According to PricewaterhouseCoopers, customer retention has profound implications.

For many companies, up to 95 percent of profits come from long-term customers. But luxury brands fail to retain even half of their top customers each year.

1. Create a distinctive value proposition
Luxury brands need to firstly define their positioning for the loyalty proposition, how aspirational it should be and the type of rewards that will best build customer relationships.

Loyalty propositions should be carefully constructed to protect the attributes that are key to the brand perception and positioning. Exclusivity and individuality should be preserved at all costs. A one-size-fits-all program is best avoided.

At the center of it all should be the customer promise. This is the overarching idea which binds the program, benefits, rewards and communications together.

2. Define the exchange of value in the relationship
Loyalty requires a long-term relationship. A relationship is two-way, valued by customers and delivering value to your brand.

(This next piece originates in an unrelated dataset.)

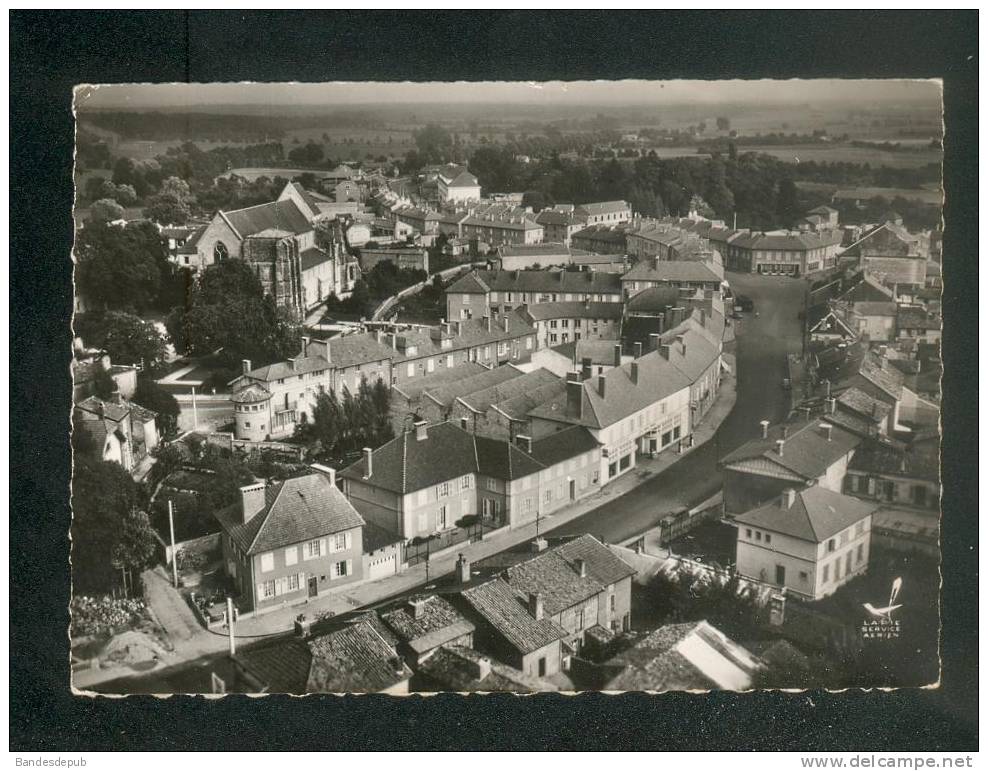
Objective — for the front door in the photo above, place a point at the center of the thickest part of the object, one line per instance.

It may seem an obvious statement, but only trusted brands generate customer loyalty, especially in the current economic climate.

Luxury brands should engage customers through emphasizing their long-standing reputation, legendary designs, deep-rooted influence on their industry, expert craftsmanship and unrivalled customer service.

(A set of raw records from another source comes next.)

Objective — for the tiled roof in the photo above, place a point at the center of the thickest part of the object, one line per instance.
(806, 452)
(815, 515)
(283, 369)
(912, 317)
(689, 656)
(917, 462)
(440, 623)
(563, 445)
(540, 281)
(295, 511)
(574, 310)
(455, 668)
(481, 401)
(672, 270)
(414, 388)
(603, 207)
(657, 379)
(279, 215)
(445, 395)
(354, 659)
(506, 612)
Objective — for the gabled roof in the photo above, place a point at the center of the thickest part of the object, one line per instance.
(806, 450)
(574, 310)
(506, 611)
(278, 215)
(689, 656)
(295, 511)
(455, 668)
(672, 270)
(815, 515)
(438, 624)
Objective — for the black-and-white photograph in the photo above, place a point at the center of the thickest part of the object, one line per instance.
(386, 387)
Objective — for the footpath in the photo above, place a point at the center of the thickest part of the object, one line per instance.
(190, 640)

In short, luxury brands should negate any perceived brand risk and continually remind the customer why she chose the brand in the first place.

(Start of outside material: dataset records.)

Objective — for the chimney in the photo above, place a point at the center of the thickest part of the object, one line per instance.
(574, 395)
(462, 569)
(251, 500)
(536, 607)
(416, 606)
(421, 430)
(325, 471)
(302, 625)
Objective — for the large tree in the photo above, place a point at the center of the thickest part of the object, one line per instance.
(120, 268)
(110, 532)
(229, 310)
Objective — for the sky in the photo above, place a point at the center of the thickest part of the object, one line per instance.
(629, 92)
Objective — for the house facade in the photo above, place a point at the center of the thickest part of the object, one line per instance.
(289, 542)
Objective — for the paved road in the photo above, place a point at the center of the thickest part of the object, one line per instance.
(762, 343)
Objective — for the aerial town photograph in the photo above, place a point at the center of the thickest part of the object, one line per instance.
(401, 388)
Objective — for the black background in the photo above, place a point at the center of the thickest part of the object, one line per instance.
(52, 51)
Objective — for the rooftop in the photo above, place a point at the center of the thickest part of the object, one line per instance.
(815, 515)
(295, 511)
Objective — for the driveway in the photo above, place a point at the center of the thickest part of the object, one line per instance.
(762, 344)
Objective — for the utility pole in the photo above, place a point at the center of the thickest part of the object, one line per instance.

3. Map your desired customer journey
From recruitment to welcome to engagement to enrichment, map out each customer touch point.

Customer retention will improve if you can detect the stages at which loyalty falters and intervene accordingly, positively impacting your bottom line.

Luxury customers, by their nature, expect a higher level of service. So if standard objective is to ensure that all interactions are consistently satisfying the customer, then you as a luxury provider should to go above and beyond, and exceed these expectations.

4. Develop a personalized, interactive communications program
The objective of your program should be to create a positive connection between your customers and your brand.

Your communications should highlight what is unique about your products or services and build the emotional bond as the power of this intangible connection is what makes customers three times more likely to recommend and repurchase.

5. Enable your customers to become active brand ambassadors
The top reason for staying with a brand, named by 44 percent of those who never shop around, is brand affinity, which refers to the emotional connection to the brand.

Recognition of their loyalty through reward concepts or crediting your best customers with a higher status will encourage word of mouth recommendations which are hard to obtain and extremely valuable.

6. Collate and join your data to generate penetrating insights
As channels multiply, it becomes more difficult to track sales and deliver a seamless experience.

However, tracking customer activity end to end enables analysis of customer behavior changes and campaign results. The challenge is that luxury customers are private people and are often loathe to part with their contact details.

Sufficient incentives and assurances should be provided. Gathering personal preferences will also allow you to develop personalized communications and shape your loyalty proposition, all making the customer more satisfied.

7. Evaluate performance to drive customer value growth
Using the increase in customer value and customer tenure, the incremental lifetime value of the customer can be calculated, which in turn enables prediction of the long-term effect of customer marketing activities.

This is a critical element of the marketing mix, as it ensures the underlying impact is evaluated and secures long-term profitable customer relationships.

The end result should achieve the twin effect of maximizing both ROI and of your customer value.